Hi Sebastian,
Am 2013-04-13 15:03, schrieb Sebastian Schuberth:
> [...] As long as this is the case I guess there will be some confusion about
> what "native" is and how line end conversion works. Maybe some day all
> of the Git functionality will be available in libgit2, and someone
> could come up with a Git client that just links against libgit2.
Ok, thanks!
> Why are you bothering with .gitattributes and core.eol after all and
> not simply use core.autocrlf=true, which is what the Git for Windows
> installer suggests by default?
Well... when I started with Git and was only learning it, things were already
overwhelming enough: a complicated repository conversion from Subversion, including
history rewriting, occupied me enough so that I did not want to dig through yet another
frustratingly complex topic. So I decided to defer this until later, and the only safe
way to do this seemed to be setting core.autocrlf=false even on Windows (I was
planning / intending for a single, controlled "renormalize line endings" commit, rather
than Git interfering with things when I was not prepared for them).

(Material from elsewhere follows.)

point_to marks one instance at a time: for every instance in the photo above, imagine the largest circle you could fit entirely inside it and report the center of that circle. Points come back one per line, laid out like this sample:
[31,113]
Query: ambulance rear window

Then, my repository has many kinds of text files: not just C/C++ source, but also many
kinds of script, and even several data files have text format. Especially with all those
I wanted to initiate and review any eol normalization explicitly.
And finally,
http://timclem.wordpress.com/2012/03/01/mind-the-end-of-your-line/ clearly
labels core.autocrlf etc. as "The Old System", and .gitattributes as "The New
System" (which also seems much simpler to understand), so I wanted to get it "right"
from the start. ;)
Same problem description, with proposal of a fix.
I searched some more, the above is referring to
http://thread.gmane.org/gmane.comp.version-control.msysgit/17193/focus=17194
But I wonder if this commit ever made it somewhere?